Most assembly decisions involve practical local matters and must be reached on the spot and shouldn’t be spread around. I don’t speak of such things. These are not the matters that usually cause division. What does cause division is usually some question of truth or principle as to which the local assembly has no binding authority at all for others. Of course, if a teacher of error is in their midst and they are satisfied that he subverts the foundations of Christianity, their duty is simple: they must clear themselves. But their decision may be appealed to the Word of God and Christians everywhere are required to consider the appeal. The judgment by an assembly, in this case, has no force whatever unless the assembly can show the evidence of the evil that has necessitated their action. If the doctrine taught was Scriptural, such a decision has no power at all. The Word of God is the charter under which the assembly acts and thus is above all its actions. The Church does not teach or define doctrine! The very semblance of power in the hands of an assembly to set forth what Christians are to receive is to be refused by everyone who would be loyal to Christ. Thus, individual exercise is an absolute must. We cannot hide behind one another. “You have kept My Word” rings in our ears. The truth committed to Christians is the most important trust that they can have. If it could be said of Israel, “What advantage, then, has the Jew? … chiefly, because unto them were committed the oracles of God” (Rom 3:1-2), what then must be the value of our inheritance? God has allowed a few believers to return to something like the simplicity that prevailed at the beginning of the Church and to recognize the common relationship of Christians to one another. He has freed us in measure from the traditions of men and from human inventions in the things of God. He has done all this so we can enjoy and profit by the unadulterated Word of Christ! It is all that we have for blessing. The Holy Spirit, who has taught us both His presence with us and His authority in the Assembly, is the “Spirit of truth” (John 16:13). His great work on earth is to show us the things of Christ. He is the Holy Spirit — holiness is the holiness of truth, sanctification (being set apart to God) is by the truth. We are taught by God to love one another, and this Philadelphian spirit is shown us by the apostle of love (John) to be “love in the truth” and “for the truth’s sake” (2Jn 1:1-2).

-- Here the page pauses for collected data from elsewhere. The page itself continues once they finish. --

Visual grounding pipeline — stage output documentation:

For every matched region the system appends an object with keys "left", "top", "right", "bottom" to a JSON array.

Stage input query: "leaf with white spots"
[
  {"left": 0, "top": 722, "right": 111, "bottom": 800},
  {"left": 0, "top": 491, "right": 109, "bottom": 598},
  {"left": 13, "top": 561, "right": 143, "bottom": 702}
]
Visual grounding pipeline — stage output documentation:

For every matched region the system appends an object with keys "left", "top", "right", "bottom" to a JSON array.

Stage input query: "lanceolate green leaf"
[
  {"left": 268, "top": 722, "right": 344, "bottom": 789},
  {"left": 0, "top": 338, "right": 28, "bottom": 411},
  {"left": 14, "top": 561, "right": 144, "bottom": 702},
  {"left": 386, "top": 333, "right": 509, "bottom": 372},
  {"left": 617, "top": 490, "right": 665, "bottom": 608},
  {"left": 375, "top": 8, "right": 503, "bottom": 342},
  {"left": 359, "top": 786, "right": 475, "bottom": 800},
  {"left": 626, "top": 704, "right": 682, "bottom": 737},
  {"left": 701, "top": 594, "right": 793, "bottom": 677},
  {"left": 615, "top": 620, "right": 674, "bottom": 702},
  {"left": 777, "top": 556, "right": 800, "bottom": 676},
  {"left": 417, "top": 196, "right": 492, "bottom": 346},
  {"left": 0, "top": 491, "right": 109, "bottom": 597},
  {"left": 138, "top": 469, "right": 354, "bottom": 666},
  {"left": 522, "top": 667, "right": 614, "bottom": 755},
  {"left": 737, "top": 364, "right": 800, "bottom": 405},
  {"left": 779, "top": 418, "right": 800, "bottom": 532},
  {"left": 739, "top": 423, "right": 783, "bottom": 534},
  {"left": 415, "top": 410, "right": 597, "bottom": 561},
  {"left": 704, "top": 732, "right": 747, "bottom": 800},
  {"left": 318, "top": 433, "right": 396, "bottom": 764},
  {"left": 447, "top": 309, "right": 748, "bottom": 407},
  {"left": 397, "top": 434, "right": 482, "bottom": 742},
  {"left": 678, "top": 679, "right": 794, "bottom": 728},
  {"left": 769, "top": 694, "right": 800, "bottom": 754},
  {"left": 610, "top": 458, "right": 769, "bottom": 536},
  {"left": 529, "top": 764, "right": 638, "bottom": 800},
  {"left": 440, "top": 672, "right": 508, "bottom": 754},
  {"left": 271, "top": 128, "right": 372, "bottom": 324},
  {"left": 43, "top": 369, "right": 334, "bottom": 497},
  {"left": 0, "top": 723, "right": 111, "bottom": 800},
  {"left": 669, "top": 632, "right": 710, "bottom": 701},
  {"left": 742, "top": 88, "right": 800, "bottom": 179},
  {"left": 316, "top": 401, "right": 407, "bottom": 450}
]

Today, men are talking of the unity of Christendom (professing Christianity) and they are proving the practicality of bringing masses of Christians together for many good purposes. But who can expect anything beyond good ends when truth as a whole must be set aside to maintain good fellowship? Differences must be avoided, even gross error condoned, and since “evil company corrupts good morals” (1Co 15:33), what must be the end of such associations without even the guard imposed by discipline maintained in the churches? The Church can maintain the truth only by allowing full liberty for the truth to maintain itself, without sectarian (man-made) restriction of any kind. Where the “doctrine of Christ” is upheld, and thus the gathering to His Name is guarded, Scripture allows for no further restriction on the part of the assembly. The assembly may, of course, always refuse to listen to what is unprofitable and vain, but the truth only gains by being trusted as having full power to speak with its own authority to the believer. “Let the prophets speak … and let the others judge” (1Co 14:29). “Prove all things; hold fast that which is good” (1Th 5:21). Thus, the exercise of conscience is for the blessing of all. Those who can go to sleep under a not-to-be-disputed creed, are wakened up by a lively (but godly) discussion of the Word. The relationship and consequences of truth are, in this manner, searched out and made known. Haven’t we been too afraid of such discussion which, while reverent and brotherly in character, tends to make the truth a present and living issue and therefore to give it power? If God had seen the creed to be the better way to maintain this, He would have given it.